SiriaDi Daniele Rocchi

SIRIA “Un inizio molto modesto ma su cui si può costruire”.
Lascia la finestra aperta il negoziatore internazionale per la Siria Lakhdar Brahimi, al termine, il 31 gennaio, della prima sessione di negoziati tra Regime siriano e Opposizione che si è svolta a Ginevra.
Dalla città svizzera non è uscito nessun risultato concreto. L’unico, anche se altamente simbolico, è stato un minuto di silenzio per “tutte le vittime” della violenza che le due parti hanno accettato di osservare insieme.
Gli 11 paesi del “Core group of the Friends of Syria” vicini all’Opposizione, tra cui Usa e Paesi occidentali compresa l’Italia, oltre ad Arabia Saudita, Qatar e Turchia, hanno addossato al regime la responsabilità della “mancanza di reali progressi” lodando la volontà degli oppositori di proseguire i colloqui di Ginevra.
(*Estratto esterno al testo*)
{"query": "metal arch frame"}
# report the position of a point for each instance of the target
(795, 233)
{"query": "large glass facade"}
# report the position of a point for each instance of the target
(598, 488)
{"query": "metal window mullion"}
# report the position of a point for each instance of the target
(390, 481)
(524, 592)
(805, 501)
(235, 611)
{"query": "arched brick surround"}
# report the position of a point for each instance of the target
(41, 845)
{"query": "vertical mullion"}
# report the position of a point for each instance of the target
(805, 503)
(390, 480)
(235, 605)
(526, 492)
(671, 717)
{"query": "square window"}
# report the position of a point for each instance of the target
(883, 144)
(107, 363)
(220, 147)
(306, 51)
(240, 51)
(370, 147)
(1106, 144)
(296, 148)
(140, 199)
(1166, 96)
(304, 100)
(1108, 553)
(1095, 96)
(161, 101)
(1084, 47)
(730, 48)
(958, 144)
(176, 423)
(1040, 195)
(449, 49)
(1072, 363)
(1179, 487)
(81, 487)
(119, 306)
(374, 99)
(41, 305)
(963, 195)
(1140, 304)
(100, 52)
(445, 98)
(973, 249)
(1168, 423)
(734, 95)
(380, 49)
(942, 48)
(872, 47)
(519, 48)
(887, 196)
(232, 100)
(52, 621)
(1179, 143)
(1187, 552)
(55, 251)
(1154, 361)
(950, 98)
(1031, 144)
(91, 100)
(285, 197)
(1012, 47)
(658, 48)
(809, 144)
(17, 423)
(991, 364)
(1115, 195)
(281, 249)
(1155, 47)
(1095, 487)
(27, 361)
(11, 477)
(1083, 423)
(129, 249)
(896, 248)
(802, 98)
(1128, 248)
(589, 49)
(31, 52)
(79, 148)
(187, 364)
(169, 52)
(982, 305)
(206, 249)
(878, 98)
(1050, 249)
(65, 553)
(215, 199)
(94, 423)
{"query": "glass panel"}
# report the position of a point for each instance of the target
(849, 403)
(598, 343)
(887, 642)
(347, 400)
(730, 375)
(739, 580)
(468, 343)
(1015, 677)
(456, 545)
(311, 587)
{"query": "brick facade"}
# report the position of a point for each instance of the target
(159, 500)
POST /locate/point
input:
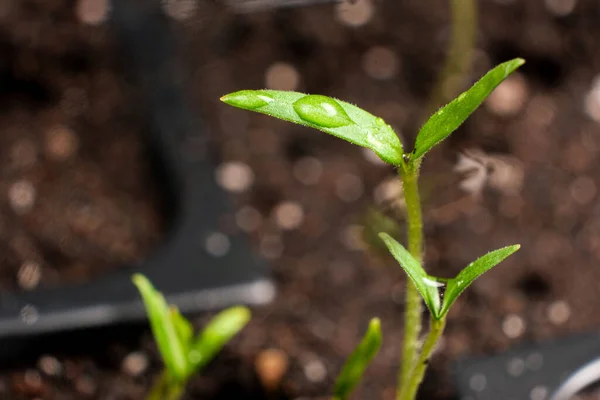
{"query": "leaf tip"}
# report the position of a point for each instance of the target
(246, 99)
(384, 236)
Dal canto suo il ministro degli Esteri del regime, Walid al Muallim, ha detto che coloro che combattono contro il governo sono solo terroristi ed estremisti islamici. E mentre a Ginevra le parti si rimpallavano le responsabilità del conflitto in Siria, la gente continuava a morire: sono state circa 1.900, di cui quasi 500 civili, le vittime delle violenze dall’inizio della conferenza, il 22 gennaio, secondo quanto riferito dall’ong Osservatorio nazionale per i diritti umani in Siria (Ondus). E nuovi bombardamenti sono in corso, oggi 3 febbraio, su Aleppo.
Il totale delle vittime, dall’inizio della guerra (metà di marzo 2011), ha raggiunto quota 136.277 (47998 i civili), 7300 bambini. Sull’esito della Conferenza di Ginevra abbiamo intervistato il vicario apostolico di Aleppo, città martire di questo conflitto, il francescano Georges Abou Khazen.
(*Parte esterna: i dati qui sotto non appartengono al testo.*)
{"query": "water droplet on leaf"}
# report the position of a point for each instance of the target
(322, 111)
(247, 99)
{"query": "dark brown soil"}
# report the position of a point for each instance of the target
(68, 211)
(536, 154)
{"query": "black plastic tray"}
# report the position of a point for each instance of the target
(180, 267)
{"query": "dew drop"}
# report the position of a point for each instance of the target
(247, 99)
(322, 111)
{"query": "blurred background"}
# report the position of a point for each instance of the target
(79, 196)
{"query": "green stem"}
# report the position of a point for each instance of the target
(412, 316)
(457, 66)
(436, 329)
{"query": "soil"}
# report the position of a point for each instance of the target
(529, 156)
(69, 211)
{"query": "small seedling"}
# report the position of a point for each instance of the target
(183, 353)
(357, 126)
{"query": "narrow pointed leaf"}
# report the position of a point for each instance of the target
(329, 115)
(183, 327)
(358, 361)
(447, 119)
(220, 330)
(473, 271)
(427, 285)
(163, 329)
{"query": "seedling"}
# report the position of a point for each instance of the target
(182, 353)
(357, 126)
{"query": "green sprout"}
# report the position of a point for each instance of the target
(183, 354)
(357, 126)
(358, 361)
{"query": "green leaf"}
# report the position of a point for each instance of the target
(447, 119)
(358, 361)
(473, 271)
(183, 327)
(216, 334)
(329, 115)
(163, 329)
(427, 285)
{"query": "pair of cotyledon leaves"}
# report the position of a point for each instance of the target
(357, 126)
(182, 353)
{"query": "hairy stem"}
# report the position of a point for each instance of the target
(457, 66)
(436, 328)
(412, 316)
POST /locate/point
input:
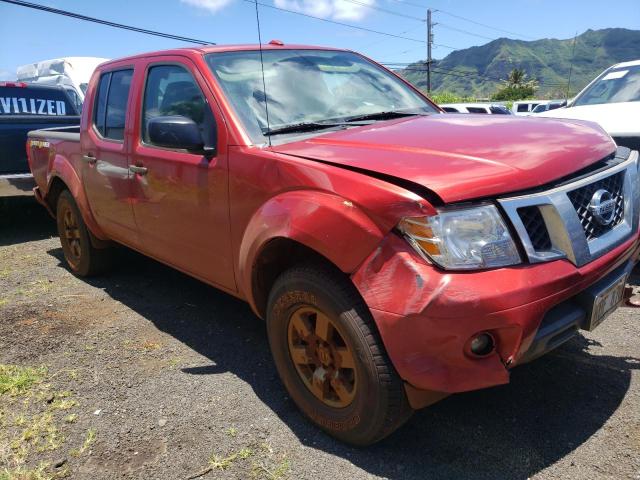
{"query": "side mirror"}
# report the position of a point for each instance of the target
(177, 131)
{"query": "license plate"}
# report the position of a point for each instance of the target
(606, 302)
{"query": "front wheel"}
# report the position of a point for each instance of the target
(330, 357)
(82, 257)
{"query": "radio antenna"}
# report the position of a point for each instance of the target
(264, 84)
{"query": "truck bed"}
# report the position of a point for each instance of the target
(15, 177)
(64, 141)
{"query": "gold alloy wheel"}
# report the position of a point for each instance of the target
(322, 358)
(71, 235)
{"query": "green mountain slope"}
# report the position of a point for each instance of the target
(477, 71)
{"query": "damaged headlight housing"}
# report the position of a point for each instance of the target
(462, 238)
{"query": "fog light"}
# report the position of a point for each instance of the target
(482, 344)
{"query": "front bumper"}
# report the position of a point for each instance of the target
(426, 316)
(16, 185)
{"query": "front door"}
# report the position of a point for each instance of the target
(105, 167)
(181, 198)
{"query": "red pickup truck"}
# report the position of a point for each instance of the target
(398, 254)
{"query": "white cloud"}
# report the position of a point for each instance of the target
(211, 5)
(335, 9)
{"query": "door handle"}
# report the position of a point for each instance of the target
(138, 170)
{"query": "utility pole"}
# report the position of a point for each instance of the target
(429, 41)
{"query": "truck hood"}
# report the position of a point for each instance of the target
(462, 157)
(615, 118)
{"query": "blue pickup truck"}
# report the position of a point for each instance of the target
(25, 107)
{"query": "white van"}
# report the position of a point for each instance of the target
(71, 73)
(613, 101)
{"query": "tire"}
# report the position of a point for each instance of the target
(368, 401)
(81, 256)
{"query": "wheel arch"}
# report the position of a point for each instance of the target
(64, 177)
(298, 227)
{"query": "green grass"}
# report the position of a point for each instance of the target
(16, 380)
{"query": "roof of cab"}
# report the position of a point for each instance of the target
(204, 49)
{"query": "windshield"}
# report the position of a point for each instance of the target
(308, 86)
(619, 85)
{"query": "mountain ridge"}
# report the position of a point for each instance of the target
(478, 71)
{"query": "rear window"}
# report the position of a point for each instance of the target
(35, 101)
(110, 110)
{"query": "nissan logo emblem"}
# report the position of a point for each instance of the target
(603, 207)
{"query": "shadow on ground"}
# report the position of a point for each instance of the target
(551, 406)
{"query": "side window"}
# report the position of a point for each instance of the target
(101, 103)
(172, 90)
(111, 104)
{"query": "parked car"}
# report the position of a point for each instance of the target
(25, 107)
(397, 254)
(71, 73)
(525, 107)
(613, 101)
(552, 105)
(475, 108)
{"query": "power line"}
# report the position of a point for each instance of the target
(466, 32)
(459, 17)
(411, 4)
(378, 32)
(85, 18)
(385, 10)
(370, 44)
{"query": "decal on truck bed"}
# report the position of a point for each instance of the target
(32, 106)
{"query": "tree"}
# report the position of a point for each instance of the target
(516, 87)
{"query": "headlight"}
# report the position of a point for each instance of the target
(462, 239)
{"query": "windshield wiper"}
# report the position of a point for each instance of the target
(302, 127)
(381, 116)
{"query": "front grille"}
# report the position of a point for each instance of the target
(630, 142)
(568, 229)
(535, 227)
(581, 199)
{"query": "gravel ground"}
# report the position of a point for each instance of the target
(166, 377)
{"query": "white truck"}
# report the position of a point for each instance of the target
(71, 73)
(613, 101)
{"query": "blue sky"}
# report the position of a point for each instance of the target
(28, 35)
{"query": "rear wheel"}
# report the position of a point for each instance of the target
(81, 256)
(330, 357)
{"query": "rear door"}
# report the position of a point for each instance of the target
(105, 148)
(181, 198)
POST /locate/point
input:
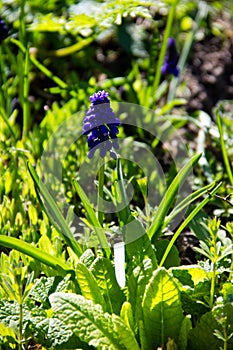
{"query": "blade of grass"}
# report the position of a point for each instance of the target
(34, 252)
(43, 69)
(26, 115)
(169, 196)
(223, 146)
(187, 201)
(92, 218)
(54, 212)
(187, 221)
Come avete vissuto ad Aleppo i giorni della Conferenza e come avete accolto la notizia del mancato risultato?
“Per noi si è trattato di un grande dispiacere. Tuttavia continuiamo a sperare che un qualche cosa di positivo si possa raggiungere”.
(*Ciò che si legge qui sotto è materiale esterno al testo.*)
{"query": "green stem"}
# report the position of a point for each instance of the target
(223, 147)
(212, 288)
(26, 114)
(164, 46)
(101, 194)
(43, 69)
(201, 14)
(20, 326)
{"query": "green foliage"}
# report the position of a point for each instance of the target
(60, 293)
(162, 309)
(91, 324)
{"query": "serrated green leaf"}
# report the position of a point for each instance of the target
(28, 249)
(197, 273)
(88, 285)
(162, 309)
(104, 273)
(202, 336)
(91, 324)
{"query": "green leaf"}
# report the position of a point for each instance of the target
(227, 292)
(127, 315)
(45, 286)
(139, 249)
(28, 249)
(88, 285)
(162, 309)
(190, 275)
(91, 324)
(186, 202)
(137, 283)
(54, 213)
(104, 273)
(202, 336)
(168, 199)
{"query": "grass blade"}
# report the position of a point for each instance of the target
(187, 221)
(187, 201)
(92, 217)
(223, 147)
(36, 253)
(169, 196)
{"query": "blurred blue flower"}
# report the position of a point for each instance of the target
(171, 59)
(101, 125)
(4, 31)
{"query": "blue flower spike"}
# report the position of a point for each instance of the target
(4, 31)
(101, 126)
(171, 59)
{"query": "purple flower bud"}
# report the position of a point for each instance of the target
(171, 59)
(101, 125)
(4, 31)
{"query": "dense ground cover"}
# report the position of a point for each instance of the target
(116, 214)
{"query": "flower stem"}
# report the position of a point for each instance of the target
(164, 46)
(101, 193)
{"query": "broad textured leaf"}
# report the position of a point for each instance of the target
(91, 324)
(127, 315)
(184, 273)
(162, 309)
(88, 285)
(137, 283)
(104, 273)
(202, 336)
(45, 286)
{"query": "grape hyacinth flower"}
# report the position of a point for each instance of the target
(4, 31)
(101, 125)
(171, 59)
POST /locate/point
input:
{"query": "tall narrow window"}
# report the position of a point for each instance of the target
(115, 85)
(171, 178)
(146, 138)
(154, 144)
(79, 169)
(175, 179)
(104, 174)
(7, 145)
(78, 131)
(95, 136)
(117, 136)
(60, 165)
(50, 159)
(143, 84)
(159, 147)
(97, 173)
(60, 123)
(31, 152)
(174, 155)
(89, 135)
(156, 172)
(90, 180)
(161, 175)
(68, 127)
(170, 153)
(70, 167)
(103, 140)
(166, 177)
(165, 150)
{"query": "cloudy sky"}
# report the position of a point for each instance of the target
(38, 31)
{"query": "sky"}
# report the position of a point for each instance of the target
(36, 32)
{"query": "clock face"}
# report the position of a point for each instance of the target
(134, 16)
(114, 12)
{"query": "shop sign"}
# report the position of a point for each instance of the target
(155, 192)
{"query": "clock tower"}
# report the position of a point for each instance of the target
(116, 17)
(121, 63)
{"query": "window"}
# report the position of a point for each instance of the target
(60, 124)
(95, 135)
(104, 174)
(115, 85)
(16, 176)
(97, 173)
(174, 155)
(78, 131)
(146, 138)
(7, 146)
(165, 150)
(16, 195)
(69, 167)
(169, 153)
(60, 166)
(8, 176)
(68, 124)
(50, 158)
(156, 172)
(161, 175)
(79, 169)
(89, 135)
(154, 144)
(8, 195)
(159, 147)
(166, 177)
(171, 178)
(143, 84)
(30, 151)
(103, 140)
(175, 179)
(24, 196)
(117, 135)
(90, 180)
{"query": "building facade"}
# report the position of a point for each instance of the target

Il prossimo round negoziale è previsto il 10 febbraio: potrebbe essere la volta buona per un primo accordo?
“Dobbiamo sperarlo. È chiaro che nessuno si aspettava che le parti in lotta trovassero un accordo in pochi giorni alla luce di un conflitto che sta provocando spargimenti di sangue, distruzione e sofferenze inaudite. Non è facile, ma sperare in decisioni coraggiose e pregare per queste, sono le uniche cose che possiamo fare adesso”.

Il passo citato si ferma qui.